I want to do this! I want to be healthy; get in shape, hopefully lose some weight.

Yet there is a deep fear. I'm fearful of being vulnerable. I don't let anyone see me in a swimsuit. I am so imperfect in so many ways. There is much I don't like and yet the only way to change is to expose it. To be honest and share that this is how I am and then begin to get better.

I hope I get better!

Tuesday I ran/walked for an hour and then swam for half. I though I was going to die. It was hard work, and I was scared of revealing how out of shape I was, and yet, there was a freedom to it as well. My friend and training partner was accepting, helpful and kind. She was encouraging and I'm beginning to really get excited about working out with her. The fear I had of being this vulnerable is dissipating and now there is excitement.

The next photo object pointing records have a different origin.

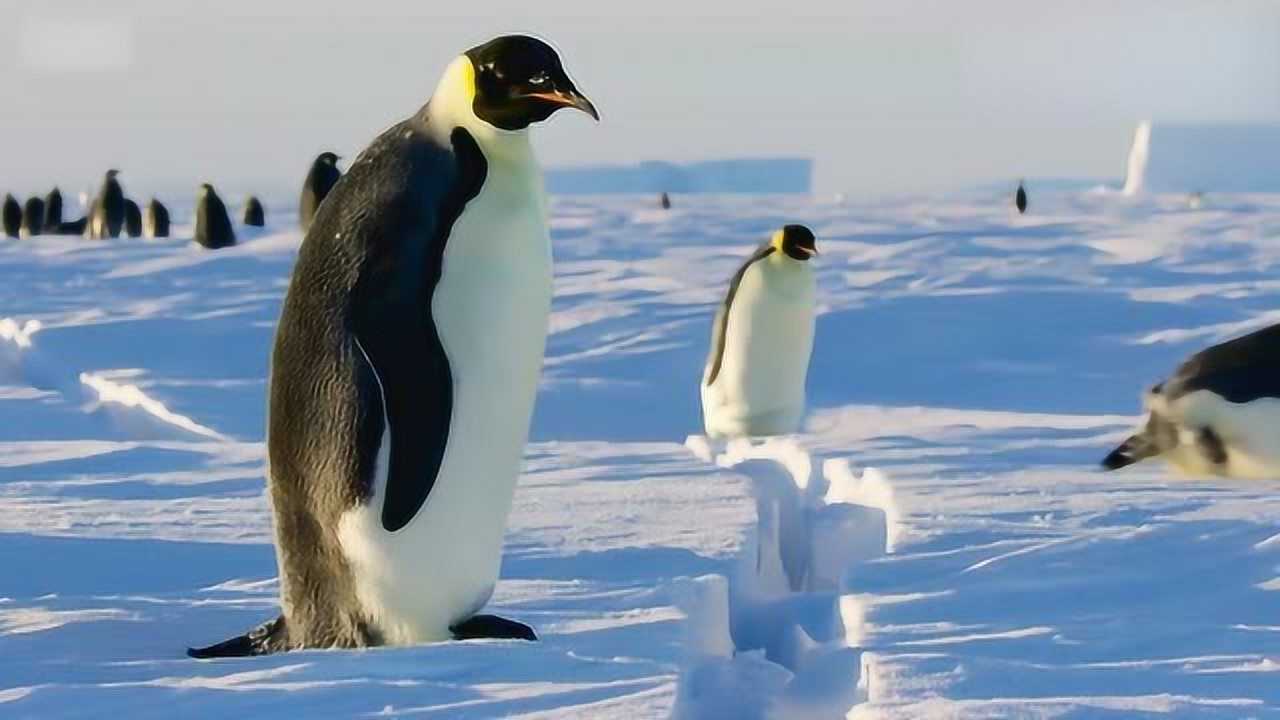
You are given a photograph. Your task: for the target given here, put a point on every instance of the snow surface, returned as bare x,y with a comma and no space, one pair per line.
937,543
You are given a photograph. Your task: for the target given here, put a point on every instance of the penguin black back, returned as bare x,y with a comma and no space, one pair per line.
12,215
213,224
32,217
132,219
53,210
155,222
321,177
106,215
254,213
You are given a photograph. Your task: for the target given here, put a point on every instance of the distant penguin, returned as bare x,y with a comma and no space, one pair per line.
753,383
106,215
1217,415
73,227
213,226
132,219
321,177
32,218
406,364
53,210
254,215
155,220
12,215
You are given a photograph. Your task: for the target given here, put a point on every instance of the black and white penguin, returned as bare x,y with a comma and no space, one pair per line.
321,177
406,363
213,224
106,214
155,219
53,210
12,215
32,218
132,218
1217,415
254,215
753,383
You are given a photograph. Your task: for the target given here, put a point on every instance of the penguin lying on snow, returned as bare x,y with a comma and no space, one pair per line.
754,379
406,364
1217,415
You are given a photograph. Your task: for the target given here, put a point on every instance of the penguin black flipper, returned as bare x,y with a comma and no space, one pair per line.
717,355
1238,370
391,314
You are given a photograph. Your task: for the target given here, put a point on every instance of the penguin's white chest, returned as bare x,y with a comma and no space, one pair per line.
490,309
768,338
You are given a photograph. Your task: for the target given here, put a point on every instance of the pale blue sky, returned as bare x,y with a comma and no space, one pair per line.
887,96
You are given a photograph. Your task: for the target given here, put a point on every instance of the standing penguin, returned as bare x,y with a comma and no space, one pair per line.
155,220
754,379
254,214
406,364
1217,415
132,219
106,214
32,218
213,223
53,210
12,215
321,177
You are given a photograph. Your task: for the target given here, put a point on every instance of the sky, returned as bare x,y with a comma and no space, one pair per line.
886,96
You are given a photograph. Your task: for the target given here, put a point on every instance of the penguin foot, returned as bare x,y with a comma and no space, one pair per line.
259,641
479,627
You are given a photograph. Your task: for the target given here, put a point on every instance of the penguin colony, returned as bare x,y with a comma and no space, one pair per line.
112,214
396,429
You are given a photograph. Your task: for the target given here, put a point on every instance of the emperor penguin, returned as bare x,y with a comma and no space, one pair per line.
213,224
106,215
1217,415
321,177
53,210
12,215
155,219
254,215
32,218
406,363
132,219
762,338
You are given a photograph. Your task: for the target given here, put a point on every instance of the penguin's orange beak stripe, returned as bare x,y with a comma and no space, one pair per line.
568,100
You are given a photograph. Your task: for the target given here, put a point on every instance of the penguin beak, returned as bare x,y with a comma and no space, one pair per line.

I'm still scared. I still hate being so bad at this working out stuff. I know so very little about swimming, running and biking. This is truly brand new for me. And before, since I was so uncomfortable and afraid of being so lousy at this, I just refused to try. Here I am, not only trying but committing to do a race come next summer. A little, tiny sprint triathlon but I'm still excited. It is a step in the right direction and it is not easy for me to be this vulnerable and to do things I'm clearly not good at.

Yet, I'm happy. I'm finally doing this something I want to do and not letting fear stop me. It might be difficult but I'm thankful to be doing it with a friend. I'm looking forward to this journey and blessed to have someone to share it with.